Я нарочно занимаю два парковочных места, чтобы никто не поставил машину слишком близко — такую вот постыдную привычку я завел после покупки «мерседеса». На стоянках то и дело рискуешь получить вмятину, этот бич всех владельцев роскошных автомобилей. Я снова чувствую, как бесит меня моя машина. Все равно что дорогая шлюха: как только кончил пользоваться, хочется, чтобы она тут же исчезла.
Холодный октябрьский ветерок словно благословляет меня на выходе из кондиционированного нутра «мерседеса». Небо набито крупными пыльными облаками, ветки молодых вязов, воткнутых через равные промежутки по всей стоянке, тянутся вверх, будто о чем-то просят. На переднем крыльце курит группка молодых врачей, и мне они кажутся какими-то богохульниками, все равно что раввины, поедающие свинину.
Я решительно прохожу сквозь их дымящий строй, задержав дыхание до выхода из вращающихся дверей, и следую указателям на реанимационное отделение.
На банкетке в холле отделения интенсивной терапии скучает Синди со своими близняшками. Близнецы — они все симпатичные. Я еще ни разу не встречал уродливых. Как будто существует некая особая ватерлиния, природная или божественная, которая не позволяет удваивать уродство. А девчонки Брэда не просто симпатичные — материнские гены явно взяли верх. Им двенадцать, у них темные гладкие волосы и кремовая кожа — как у мамы, одеты они в одинаковые юбки в клетку и белые рубашки поло. Сразу видно, что их благополучно минуют напасти вроде прыщей или толстых бедер. Так же как и мать, они будут абсолютно безупречны, до тех пор, пока сама безупречность не станет их высшим пороком. Соединив ступни, они качают ногами, создавая идеально зеркальную картинку.

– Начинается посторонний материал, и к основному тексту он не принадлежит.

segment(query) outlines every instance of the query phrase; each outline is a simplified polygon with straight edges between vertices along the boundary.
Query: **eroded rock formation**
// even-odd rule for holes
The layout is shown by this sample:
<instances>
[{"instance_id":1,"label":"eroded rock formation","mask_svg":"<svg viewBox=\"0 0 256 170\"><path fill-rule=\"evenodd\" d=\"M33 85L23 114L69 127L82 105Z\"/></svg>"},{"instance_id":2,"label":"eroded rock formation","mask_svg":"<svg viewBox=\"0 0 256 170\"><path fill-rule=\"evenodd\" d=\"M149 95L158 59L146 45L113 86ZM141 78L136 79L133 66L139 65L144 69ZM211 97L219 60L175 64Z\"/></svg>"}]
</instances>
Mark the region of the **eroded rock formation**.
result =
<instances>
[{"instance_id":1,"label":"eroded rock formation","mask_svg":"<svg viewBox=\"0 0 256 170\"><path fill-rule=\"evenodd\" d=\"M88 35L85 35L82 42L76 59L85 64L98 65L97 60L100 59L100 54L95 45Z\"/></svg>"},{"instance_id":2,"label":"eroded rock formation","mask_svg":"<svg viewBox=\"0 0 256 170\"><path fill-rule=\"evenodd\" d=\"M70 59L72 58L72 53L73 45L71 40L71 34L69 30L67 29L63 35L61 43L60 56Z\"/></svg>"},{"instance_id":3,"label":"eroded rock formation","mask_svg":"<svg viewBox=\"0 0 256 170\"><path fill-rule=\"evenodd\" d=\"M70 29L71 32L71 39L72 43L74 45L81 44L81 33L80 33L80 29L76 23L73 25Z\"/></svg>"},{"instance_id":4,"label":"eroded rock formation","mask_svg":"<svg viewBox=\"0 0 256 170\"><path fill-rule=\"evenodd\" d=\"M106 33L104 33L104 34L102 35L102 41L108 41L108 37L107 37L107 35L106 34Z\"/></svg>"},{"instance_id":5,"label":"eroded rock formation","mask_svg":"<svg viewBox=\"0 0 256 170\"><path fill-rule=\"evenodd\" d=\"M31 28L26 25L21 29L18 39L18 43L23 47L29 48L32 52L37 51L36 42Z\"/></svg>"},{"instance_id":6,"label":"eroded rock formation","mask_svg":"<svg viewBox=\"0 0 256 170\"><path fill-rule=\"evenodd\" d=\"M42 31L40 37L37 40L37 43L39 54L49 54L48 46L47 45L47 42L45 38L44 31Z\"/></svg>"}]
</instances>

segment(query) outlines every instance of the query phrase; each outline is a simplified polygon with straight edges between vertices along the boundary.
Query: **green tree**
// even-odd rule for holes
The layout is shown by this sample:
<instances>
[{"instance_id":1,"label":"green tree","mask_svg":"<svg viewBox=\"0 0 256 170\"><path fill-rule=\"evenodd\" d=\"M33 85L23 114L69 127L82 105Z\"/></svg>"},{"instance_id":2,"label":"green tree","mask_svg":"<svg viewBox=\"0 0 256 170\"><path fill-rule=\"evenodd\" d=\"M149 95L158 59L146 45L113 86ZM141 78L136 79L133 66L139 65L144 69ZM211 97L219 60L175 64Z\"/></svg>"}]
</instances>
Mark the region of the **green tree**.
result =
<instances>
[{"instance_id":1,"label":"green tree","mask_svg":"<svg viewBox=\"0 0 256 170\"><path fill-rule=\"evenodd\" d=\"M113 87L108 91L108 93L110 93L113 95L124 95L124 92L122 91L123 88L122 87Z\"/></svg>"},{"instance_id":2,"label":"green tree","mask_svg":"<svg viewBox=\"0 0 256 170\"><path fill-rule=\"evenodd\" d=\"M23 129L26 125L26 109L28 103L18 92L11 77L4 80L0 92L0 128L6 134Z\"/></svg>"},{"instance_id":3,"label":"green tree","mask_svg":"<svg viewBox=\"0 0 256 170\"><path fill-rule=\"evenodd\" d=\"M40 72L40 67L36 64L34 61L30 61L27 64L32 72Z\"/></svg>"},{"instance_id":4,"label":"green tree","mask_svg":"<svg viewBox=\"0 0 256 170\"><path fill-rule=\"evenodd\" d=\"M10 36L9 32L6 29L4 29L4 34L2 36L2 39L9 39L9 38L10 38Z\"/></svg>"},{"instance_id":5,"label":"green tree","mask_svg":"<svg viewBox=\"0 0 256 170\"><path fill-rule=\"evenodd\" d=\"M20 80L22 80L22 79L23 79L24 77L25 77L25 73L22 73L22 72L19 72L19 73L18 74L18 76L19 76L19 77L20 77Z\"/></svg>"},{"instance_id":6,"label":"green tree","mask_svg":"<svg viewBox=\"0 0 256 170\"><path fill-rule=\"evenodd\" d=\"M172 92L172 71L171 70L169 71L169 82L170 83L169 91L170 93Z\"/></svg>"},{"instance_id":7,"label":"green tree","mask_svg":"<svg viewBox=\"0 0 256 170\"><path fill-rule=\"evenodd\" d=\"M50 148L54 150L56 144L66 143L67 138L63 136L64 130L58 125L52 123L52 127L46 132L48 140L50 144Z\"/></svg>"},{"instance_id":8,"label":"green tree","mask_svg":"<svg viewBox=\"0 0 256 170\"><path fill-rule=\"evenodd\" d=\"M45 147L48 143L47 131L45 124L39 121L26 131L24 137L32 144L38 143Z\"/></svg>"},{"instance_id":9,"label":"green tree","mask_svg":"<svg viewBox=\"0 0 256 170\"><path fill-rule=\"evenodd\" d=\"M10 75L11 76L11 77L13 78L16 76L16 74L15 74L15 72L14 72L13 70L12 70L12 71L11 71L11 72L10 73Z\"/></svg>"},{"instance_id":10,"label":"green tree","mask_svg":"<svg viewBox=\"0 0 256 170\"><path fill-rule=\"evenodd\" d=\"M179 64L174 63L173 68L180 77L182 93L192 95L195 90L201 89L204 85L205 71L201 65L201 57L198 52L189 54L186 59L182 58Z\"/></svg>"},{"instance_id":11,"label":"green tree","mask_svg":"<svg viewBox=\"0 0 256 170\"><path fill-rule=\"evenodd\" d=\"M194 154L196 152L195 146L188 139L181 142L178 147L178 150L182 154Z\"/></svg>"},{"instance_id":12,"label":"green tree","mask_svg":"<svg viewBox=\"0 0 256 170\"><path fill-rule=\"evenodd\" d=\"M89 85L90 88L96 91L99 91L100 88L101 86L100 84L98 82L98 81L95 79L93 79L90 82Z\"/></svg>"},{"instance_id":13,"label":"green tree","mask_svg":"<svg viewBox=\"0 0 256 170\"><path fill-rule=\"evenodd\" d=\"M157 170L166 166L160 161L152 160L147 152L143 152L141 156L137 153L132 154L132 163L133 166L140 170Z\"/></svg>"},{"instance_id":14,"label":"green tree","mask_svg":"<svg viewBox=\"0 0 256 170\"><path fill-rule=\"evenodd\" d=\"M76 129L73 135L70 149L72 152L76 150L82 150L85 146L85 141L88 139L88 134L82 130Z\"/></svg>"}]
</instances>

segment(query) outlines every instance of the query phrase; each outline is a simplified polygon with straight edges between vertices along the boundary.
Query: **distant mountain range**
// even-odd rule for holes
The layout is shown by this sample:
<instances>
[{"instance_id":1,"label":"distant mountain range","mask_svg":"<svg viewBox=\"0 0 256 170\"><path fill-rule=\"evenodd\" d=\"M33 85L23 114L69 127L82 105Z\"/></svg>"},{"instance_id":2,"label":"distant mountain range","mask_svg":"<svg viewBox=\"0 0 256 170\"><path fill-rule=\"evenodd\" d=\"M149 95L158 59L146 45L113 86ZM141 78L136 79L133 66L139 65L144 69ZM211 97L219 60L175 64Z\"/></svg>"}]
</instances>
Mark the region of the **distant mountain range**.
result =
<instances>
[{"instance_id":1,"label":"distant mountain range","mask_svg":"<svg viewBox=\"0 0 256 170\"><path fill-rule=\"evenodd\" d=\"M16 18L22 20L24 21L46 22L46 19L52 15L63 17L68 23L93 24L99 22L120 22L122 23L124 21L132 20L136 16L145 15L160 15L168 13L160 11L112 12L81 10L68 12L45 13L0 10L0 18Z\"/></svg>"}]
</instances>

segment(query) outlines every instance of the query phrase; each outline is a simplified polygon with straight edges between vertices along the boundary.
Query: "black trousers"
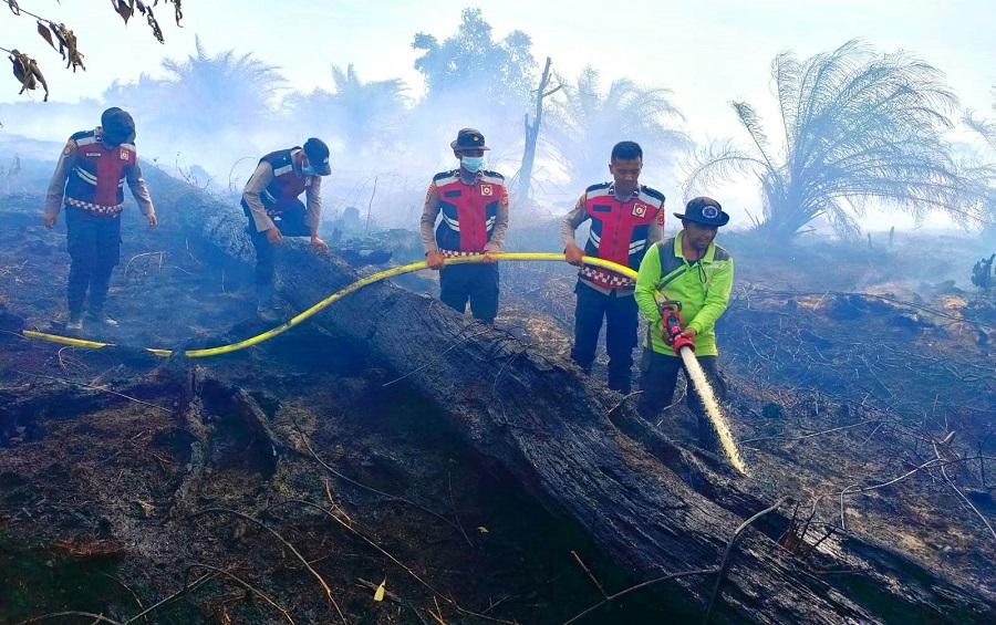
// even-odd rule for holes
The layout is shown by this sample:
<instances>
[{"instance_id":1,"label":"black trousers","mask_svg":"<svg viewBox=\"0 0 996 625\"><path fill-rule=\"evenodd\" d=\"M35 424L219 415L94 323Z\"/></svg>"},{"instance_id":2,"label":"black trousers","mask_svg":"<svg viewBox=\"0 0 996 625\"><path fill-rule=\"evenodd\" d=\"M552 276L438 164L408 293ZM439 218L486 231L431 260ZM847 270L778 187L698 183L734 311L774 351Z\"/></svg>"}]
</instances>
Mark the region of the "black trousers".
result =
<instances>
[{"instance_id":1,"label":"black trousers","mask_svg":"<svg viewBox=\"0 0 996 625\"><path fill-rule=\"evenodd\" d=\"M605 352L609 353L609 388L629 393L636 346L639 316L636 299L604 294L583 282L574 287L578 305L574 309L574 346L571 358L584 371L594 362L602 320L605 321Z\"/></svg>"},{"instance_id":2,"label":"black trousers","mask_svg":"<svg viewBox=\"0 0 996 625\"><path fill-rule=\"evenodd\" d=\"M104 217L82 208L65 207L66 251L70 275L66 303L70 319L83 315L83 304L90 292L89 313L104 312L111 273L121 260L121 216Z\"/></svg>"},{"instance_id":3,"label":"black trousers","mask_svg":"<svg viewBox=\"0 0 996 625\"><path fill-rule=\"evenodd\" d=\"M242 211L249 218L249 238L252 239L252 247L256 249L256 285L270 287L273 284L273 261L276 258L273 243L267 240L266 232L256 230L256 221L252 219L252 212L249 210L249 205L246 204L246 200L242 200ZM309 237L311 236L311 228L304 221L305 213L304 202L294 199L284 205L284 208L273 219L273 223L284 237Z\"/></svg>"},{"instance_id":4,"label":"black trousers","mask_svg":"<svg viewBox=\"0 0 996 625\"><path fill-rule=\"evenodd\" d=\"M439 300L474 319L494 323L498 316L498 263L450 264L439 270Z\"/></svg>"},{"instance_id":5,"label":"black trousers","mask_svg":"<svg viewBox=\"0 0 996 625\"><path fill-rule=\"evenodd\" d=\"M716 400L720 404L726 399L726 381L719 372L719 358L717 356L698 356L698 364L709 382L709 386L716 393ZM678 371L684 369L684 363L676 356L658 354L652 350L644 350L640 362L640 402L637 409L647 420L655 420L661 412L674 402L674 389L677 386ZM685 381L688 392L685 404L698 420L698 441L705 448L716 448L716 433L709 418L706 416L705 405L692 386L688 373L685 372Z\"/></svg>"}]
</instances>

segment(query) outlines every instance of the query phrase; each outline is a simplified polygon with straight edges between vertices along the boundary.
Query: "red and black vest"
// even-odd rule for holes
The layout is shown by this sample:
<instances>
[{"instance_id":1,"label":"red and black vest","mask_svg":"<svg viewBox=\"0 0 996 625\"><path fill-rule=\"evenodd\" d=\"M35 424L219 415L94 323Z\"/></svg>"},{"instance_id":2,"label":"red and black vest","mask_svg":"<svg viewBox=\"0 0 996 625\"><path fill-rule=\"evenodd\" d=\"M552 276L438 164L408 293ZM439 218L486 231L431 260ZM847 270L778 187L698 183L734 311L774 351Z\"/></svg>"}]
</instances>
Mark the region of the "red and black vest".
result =
<instances>
[{"instance_id":1,"label":"red and black vest","mask_svg":"<svg viewBox=\"0 0 996 625\"><path fill-rule=\"evenodd\" d=\"M646 239L655 220L663 223L661 206L664 194L641 186L633 195L620 200L611 183L592 185L584 190L584 210L591 219L591 230L584 244L584 254L599 257L640 269L646 254ZM581 278L604 289L630 288L633 280L598 267L583 267Z\"/></svg>"},{"instance_id":2,"label":"red and black vest","mask_svg":"<svg viewBox=\"0 0 996 625\"><path fill-rule=\"evenodd\" d=\"M436 246L444 256L480 253L491 240L498 206L507 201L505 177L496 171L481 171L477 183L460 180L460 170L443 171L433 177L443 219L436 228Z\"/></svg>"},{"instance_id":3,"label":"red and black vest","mask_svg":"<svg viewBox=\"0 0 996 625\"><path fill-rule=\"evenodd\" d=\"M66 163L72 165L65 186L66 206L116 217L124 205L128 167L138 163L135 146L107 147L97 131L76 133L70 142L65 152Z\"/></svg>"},{"instance_id":4,"label":"red and black vest","mask_svg":"<svg viewBox=\"0 0 996 625\"><path fill-rule=\"evenodd\" d=\"M313 183L313 176L303 176L294 169L294 156L299 152L300 147L278 149L259 159L260 164L269 163L273 168L273 179L259 194L268 211L283 211Z\"/></svg>"}]
</instances>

— Привет, Синди, — говорю я ровным голосом. Прошло двадцать лет с того случая с минетом, но я все равно вспоминаю именно о нем. Ну, западают мужчинам в голову такие вещи, даже если минет делали кому-то другому.
Синди поднимает голову.
— Привет, Джо, — спокойно отвечает она. Встает, сухо целует меня в щеку, и я обнаруживаю, что невольно восхищаюсь ее телом, которое даже теперь, выносив троих детей, сохраняет гибкость и упругость. Вроде бы абсолютно ничего в лице не изменилось, ну разве только немного состарилась кожа под самыми глазами, и все же какой-то внутренний свет потух. Оболочка на месте, безупречная, как всегда, но мотор ослаб, его мощный рев сменился заунывным, неверным гулом. Она наверняка по-прежнему притягивает к себе взгляды мужчин, они замечают ее упругий живот и литую грудь, стройные, спортивные ноги и мягкие, в форме сердечка, линии ягодиц, все еще могут получить взбучку от жен и подружек за то, что смотрели на нее чуть дольше приличного, будут их успокаивать — мол, я люблю, чтобы девушка была в форме, и рассказывать прочие мужские сказки, но дальше этого не зайдет. Они больше не уносят в памяти ее образ, как когда-то, чтобы потом, на супружеском ложе, идя давно проторенным путем к привычному семейному оргазму, вспоминать ее прекрасные черты. Красота Синди, безупречная, как и прежде, стала теперь забываемой красотой.
Она отступает назад и спрашивает, указывая на девчонок, которые смотрят на меня во все глаза:
— Ты помнишь Эмили и Дженни?
Она даже не утруждается, чтобы показать, кто из них кто, как будто в моей ситуации это не важно — наверное, так оно и есть. Я и видел-то их всего пару раз, во время редких визитов Синди с Брэдом в Нью-Йорк.
— Привет, дядя Джо, — говорят они хором, потом смотрят друг на дружку и синхронно хихикают. Меня впервые в жизни назвали дядей, и я вздрагиваю — вдруг поняв, что явился с пустыми руками. Ведь от дяди ожидаются какие-то фокусы, серебряная монетка, конфетка какая-нибудь на худой-то конец. Мой единственный дядя, мамин брат Питер, обычно сжимал мне плечо, совал пять долларов, подмигивал и говорил: «Не бзди!», хотя я вообще ничего не говорил. Я стойко сносил этот ритуал — ради пяти баксов и не то стерпишь. Мелькает мысль дать девчонкам по двадцатке. В конце концов решаю, что не стоит. Наверное, так будет правильнее.